礼金は返却されないのはなぜ?

敷金・礼金というように、この2つの費用は、賃貸の契約条件にセットで並んでいることが多いですね。敷金は預り金で退去のときに返してもらえるお金だと説明を受けますが、礼金は一体何の料金?なぜ返却されないの?と思う方もいるでしょう。礼金についてお話しましょう。

■礼金の始まりは住宅難時代の上乗せ金
東京では、関東大震災の時にたくさんの家屋が失われ、常に住宅は品薄状態でした。
地方から上京してくる住まいを探している人は、間貸しや下宿からスタートするのが当たり前でしたし、何かあった時の保証人は個人で、親や親類縁者にお願いしたものです。
大家さんも、はじめにまとまったお金を預けてくれる相手の方が、貸し倒れの心配がないですし、敷金の他に、『貸してくれてありがとうございます。
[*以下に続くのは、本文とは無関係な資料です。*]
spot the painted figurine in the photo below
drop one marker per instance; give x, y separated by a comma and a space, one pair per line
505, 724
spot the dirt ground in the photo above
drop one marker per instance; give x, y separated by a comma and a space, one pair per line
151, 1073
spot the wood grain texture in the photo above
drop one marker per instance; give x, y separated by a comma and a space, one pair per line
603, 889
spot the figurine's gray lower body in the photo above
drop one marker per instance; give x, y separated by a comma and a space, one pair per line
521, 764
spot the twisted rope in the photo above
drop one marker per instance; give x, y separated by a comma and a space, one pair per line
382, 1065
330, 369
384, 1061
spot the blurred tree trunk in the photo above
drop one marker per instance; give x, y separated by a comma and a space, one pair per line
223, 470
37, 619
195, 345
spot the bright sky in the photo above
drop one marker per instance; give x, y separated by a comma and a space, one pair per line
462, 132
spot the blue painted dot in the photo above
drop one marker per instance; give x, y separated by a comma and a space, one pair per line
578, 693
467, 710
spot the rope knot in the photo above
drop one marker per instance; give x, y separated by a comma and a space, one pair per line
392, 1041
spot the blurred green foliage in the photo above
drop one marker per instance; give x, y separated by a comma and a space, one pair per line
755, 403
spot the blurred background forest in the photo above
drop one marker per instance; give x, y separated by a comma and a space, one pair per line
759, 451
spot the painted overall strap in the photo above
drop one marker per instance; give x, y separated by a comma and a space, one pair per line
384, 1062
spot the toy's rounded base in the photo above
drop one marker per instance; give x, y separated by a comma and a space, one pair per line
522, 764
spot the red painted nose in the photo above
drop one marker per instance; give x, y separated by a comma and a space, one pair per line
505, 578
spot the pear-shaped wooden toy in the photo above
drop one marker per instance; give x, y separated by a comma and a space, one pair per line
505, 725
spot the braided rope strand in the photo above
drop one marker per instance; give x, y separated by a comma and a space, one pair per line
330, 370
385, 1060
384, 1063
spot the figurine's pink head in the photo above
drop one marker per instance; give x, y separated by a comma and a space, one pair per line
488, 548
何かの足しにしてください』という『礼金』をつけてくれる相手に貸すようになります。
習慣として『礼金』が根付いていったのも理解できます。
大家さんにしても、入居者の入れ替え時には何かとお金がかかることもあります。
不動産業者に広告料だって払っています。
こうして、入居者からみると何の費用なのか正体のわかりにくい『礼金』という呼ばれ方のままで、賃貸条件として扱われてきました。

■交渉の仕方で礼金ゼロになった例
本来礼金は敷金と性格が違うお金ですから、返却されないものです。
でも、契約交渉の段階で、礼金ゼロにしてもらうのに成功した人がいます。
この事例では、敷金1ヶ月、礼金1ヶ月だったのですが、敷金2ヶ月、礼金ゼロという条件に変更してもらったのです。
賃貸契約の内容を交渉する時に、借りたいのだけど退去の時の精算が不安だから、敷金2ヶ月、礼金ゼロになったら助かる…のようなやり方で伝えてもらい、結果的には、返却の見込みがない『礼金』をゼロにした例です。
また、設備の古さに目をつぶる代わりに…など、何かしら交換条件が出せれば交渉の余地はありそうです。

■交渉が面倒なら礼金無料物件を検討
最近は、敷金や礼金を無料にして入居者募集を行うケースが増えてきました。
これなら、気を使いながらの交渉に、心を痛めることなくスパッと気分良く条件を検討できます。
仲介業者がプロの目利きで妥当性の高い料金を示してくれれば、予算に合わせた物件選びもスムーズです。
レントフリーありの物件も扱っているようなら、引っ越し時期の自由度も高くなります。
前の部屋をいつ引き払うかや、日割り家賃を気にする必要がなくなるケースもあるでしょう。
敷金礼金ゼロ物件を扱っている不動産業者に相談してみましょう。